Locals Are Still Surfing In Fukushima (Despite Radiation)
“I put on sunscreen against the sun, but I haven’t found anything against radiation.”
It’d be difficult to forget the devastating Fukushima disaster of 2011. March 11 saw Japan hit with a magnitude 9.0 earthquake, which then generated a tsunami off the coast, killing 18,500 people. The wave also hit the Daaichi nuclear power plant, causing a level-7 catastrophe equivalent to the Chernobyl nuclear meltdown. All in all, a brutal time for the country.
The resulting radiation contamination was… wild. Over the last five years, around 50,000 people have worked continually to decontaminate the plant and stop the leaks (they remove between five and 30cm of contaminated soil every day, placing it in plastic bags, which are then stored on the outskirts of town until they can figure out a better solution. Yeah, radiation sure is a tricky sonofabitch).
Despite of all this, surfers still paddle out daily at Tairatoyama beach, a prefecture of Fukushima 50 clicks from the nuclear plant, even though radiation is still present in the water and sand, and hundreds of bags of contaminated sand are piled on the beach.
“I put on sunscreen against the sun, but I haven’t found anything against radiation,” one surfer told Al Jazeera.
“I come to Tairatoyoma beach and surf several times a week,” says another local. “It’s my passion. I can’t stop surfing.”
I can feel that.
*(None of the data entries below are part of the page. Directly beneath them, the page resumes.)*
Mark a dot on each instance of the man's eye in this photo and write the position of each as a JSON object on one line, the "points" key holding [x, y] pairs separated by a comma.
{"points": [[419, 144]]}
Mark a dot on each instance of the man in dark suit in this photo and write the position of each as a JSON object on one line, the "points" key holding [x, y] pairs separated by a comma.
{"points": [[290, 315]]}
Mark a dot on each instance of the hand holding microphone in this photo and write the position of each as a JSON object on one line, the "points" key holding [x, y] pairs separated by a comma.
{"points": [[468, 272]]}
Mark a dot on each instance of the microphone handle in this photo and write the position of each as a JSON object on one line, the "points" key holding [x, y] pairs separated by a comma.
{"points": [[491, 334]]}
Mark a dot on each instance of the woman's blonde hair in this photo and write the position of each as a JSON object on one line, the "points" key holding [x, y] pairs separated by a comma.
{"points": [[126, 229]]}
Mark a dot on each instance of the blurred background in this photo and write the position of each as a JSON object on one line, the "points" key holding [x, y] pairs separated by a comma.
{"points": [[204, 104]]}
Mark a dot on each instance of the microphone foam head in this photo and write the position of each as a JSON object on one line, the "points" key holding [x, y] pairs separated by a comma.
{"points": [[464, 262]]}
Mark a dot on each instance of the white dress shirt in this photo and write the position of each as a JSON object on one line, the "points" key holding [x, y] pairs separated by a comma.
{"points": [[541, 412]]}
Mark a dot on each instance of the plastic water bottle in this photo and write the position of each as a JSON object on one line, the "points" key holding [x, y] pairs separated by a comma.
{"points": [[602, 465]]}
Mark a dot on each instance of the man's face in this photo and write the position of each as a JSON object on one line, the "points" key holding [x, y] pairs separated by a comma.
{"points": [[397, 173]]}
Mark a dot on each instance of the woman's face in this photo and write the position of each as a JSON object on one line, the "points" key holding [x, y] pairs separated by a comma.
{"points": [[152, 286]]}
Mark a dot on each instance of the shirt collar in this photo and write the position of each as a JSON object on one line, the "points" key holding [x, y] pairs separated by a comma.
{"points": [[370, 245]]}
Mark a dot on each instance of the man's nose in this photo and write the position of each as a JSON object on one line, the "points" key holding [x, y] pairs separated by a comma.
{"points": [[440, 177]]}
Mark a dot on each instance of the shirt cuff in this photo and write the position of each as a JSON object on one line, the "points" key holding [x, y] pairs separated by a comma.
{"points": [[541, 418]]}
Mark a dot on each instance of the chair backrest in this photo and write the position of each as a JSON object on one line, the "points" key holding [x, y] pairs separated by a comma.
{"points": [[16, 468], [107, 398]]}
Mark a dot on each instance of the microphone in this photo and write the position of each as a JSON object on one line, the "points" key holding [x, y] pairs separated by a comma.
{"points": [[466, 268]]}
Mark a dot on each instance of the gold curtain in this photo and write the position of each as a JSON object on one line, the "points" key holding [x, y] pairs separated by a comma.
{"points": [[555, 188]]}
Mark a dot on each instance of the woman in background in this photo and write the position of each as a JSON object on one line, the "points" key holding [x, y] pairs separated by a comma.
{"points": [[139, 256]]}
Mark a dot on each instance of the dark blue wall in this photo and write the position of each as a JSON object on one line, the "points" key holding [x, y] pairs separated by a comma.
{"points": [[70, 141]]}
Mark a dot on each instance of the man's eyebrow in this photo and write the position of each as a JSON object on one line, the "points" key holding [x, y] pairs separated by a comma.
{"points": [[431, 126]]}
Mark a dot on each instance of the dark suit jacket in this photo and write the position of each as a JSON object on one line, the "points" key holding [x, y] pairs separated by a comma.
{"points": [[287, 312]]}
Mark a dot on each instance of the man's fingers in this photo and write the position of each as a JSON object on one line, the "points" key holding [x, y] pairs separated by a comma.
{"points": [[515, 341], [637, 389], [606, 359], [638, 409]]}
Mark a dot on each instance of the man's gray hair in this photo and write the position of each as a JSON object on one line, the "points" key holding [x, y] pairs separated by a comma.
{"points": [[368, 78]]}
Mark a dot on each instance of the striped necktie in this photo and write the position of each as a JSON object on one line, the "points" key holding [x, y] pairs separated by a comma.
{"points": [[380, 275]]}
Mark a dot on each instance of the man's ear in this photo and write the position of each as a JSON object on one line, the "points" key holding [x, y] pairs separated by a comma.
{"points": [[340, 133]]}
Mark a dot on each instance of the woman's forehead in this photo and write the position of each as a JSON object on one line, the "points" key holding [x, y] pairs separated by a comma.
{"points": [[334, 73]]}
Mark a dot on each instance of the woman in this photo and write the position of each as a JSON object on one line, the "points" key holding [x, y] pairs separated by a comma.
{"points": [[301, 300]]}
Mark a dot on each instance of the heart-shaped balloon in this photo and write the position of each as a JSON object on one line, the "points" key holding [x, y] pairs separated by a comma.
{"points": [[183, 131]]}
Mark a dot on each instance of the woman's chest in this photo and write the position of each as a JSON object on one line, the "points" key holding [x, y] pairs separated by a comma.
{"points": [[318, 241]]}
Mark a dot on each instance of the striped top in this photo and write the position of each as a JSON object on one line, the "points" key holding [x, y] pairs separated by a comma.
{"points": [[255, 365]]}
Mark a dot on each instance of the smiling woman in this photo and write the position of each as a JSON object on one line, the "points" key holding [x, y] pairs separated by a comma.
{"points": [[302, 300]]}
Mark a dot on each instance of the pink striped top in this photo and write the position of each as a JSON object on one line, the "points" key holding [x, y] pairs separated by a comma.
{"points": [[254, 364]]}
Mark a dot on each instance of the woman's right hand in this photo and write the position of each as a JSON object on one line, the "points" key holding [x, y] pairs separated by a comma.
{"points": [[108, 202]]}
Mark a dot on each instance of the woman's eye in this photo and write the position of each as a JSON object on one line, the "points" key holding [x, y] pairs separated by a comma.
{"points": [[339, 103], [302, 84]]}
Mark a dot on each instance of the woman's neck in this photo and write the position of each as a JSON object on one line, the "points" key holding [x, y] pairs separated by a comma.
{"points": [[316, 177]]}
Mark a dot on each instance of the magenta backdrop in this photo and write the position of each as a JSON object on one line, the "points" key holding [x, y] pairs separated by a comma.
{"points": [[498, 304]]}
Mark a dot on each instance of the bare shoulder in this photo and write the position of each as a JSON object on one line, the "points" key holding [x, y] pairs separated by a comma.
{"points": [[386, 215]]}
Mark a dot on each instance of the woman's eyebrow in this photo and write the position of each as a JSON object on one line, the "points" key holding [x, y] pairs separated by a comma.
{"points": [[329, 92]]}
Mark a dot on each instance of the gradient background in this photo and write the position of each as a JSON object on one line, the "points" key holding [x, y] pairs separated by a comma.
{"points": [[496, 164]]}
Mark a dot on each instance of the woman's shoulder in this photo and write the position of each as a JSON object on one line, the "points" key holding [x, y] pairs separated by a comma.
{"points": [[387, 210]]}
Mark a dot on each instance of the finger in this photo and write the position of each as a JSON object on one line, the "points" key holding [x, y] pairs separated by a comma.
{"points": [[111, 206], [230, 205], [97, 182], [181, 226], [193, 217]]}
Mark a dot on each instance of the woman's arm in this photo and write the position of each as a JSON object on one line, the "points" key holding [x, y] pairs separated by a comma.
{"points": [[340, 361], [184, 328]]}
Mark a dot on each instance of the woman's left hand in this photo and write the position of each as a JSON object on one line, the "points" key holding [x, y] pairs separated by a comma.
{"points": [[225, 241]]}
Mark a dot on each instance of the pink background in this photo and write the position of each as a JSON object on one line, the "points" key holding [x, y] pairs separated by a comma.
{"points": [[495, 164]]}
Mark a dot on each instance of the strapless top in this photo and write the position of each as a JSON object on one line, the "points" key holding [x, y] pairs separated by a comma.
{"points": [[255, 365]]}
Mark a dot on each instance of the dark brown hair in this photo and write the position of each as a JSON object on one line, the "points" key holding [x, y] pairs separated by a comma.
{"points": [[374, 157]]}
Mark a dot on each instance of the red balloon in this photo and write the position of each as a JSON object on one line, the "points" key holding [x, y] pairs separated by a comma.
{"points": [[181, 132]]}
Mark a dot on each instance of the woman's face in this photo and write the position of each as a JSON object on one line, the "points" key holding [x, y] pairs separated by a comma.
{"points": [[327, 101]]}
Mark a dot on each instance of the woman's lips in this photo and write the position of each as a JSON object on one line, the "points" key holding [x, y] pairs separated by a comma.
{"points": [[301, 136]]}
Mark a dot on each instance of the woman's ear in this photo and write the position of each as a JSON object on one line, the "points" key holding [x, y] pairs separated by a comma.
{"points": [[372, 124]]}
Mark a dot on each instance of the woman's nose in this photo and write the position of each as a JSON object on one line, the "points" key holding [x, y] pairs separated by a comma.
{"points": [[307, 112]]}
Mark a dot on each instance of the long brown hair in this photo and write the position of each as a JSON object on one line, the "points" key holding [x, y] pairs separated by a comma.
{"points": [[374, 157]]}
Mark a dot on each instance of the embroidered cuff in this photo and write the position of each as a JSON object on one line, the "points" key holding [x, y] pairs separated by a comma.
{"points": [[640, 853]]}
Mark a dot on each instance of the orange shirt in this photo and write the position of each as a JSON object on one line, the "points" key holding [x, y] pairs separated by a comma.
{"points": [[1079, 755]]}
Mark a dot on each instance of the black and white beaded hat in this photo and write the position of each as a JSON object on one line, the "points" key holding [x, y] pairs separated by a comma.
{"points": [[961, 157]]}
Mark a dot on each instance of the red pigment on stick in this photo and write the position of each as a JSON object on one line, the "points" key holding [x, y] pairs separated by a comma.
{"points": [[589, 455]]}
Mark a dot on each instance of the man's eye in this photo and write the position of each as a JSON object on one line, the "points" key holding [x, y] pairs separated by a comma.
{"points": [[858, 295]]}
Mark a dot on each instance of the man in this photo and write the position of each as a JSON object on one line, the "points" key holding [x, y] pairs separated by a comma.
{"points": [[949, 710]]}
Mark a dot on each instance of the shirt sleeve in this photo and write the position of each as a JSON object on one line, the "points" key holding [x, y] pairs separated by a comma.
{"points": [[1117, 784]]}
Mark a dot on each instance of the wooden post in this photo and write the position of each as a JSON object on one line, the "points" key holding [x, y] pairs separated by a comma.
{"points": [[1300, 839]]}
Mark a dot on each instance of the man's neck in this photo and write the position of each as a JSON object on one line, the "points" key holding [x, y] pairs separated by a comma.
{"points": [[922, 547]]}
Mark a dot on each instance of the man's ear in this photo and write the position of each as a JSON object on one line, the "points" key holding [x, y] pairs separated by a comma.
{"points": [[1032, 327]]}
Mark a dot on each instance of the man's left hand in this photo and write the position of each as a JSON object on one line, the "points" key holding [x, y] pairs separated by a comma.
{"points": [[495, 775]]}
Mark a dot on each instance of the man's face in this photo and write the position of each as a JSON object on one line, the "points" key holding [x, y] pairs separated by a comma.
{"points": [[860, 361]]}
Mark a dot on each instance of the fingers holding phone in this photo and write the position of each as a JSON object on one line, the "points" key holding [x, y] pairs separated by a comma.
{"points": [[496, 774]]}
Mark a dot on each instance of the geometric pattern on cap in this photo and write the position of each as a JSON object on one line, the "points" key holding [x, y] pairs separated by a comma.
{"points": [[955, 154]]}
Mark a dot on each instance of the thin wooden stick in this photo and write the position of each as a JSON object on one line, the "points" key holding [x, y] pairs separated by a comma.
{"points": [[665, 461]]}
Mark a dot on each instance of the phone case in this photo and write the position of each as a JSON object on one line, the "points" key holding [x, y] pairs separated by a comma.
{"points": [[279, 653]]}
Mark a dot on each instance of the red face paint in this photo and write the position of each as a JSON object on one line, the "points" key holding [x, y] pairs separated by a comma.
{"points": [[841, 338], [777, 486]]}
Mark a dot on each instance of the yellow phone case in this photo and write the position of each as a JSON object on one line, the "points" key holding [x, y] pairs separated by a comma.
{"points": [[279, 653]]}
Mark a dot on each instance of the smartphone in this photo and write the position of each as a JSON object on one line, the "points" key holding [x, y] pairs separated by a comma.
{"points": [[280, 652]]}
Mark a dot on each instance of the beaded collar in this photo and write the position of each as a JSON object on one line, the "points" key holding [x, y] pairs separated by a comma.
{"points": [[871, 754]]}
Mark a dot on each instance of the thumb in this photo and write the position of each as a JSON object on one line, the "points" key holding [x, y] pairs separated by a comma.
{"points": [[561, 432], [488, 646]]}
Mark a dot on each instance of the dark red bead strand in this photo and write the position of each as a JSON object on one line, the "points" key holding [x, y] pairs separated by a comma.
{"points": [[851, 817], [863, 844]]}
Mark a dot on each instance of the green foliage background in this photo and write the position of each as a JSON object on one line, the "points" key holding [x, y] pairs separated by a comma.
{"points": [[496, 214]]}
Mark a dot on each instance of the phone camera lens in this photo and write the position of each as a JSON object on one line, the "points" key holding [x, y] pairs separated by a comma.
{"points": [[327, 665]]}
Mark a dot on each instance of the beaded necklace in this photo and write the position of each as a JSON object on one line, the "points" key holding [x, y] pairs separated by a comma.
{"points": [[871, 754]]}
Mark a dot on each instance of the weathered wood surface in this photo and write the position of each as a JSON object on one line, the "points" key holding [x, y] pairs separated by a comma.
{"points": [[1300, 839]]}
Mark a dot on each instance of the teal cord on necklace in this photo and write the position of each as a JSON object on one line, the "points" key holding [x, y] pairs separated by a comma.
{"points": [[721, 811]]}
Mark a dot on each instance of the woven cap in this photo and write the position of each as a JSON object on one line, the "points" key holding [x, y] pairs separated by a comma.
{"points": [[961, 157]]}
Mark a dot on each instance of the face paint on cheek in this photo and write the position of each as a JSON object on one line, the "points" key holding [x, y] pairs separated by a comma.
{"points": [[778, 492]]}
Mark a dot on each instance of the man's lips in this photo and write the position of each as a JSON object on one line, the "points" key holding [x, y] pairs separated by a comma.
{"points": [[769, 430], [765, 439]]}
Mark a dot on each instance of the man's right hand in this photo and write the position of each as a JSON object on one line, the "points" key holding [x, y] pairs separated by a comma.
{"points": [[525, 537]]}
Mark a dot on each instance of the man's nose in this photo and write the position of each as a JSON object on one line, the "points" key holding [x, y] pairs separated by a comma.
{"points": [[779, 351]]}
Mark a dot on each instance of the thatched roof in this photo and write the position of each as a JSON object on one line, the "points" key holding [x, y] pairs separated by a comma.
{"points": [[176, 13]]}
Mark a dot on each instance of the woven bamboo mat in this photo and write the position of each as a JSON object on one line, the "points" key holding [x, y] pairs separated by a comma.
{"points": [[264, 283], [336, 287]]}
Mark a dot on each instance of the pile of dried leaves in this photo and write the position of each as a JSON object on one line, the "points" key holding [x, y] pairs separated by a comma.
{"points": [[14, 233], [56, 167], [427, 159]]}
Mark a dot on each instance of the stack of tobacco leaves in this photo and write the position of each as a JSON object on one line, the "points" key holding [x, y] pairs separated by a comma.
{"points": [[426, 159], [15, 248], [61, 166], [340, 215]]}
But, radiation is savage: An employee of the nuclear plant said that he’d never swim at Tairatoyoma because the water is too contaminated – five of his friends who work at the plant now suffer from brain damage. Though, that’s done nothing to change the mentality of the local surf populous: “We will only know the true consequences of our time in the water 20 years from now,” believes one local.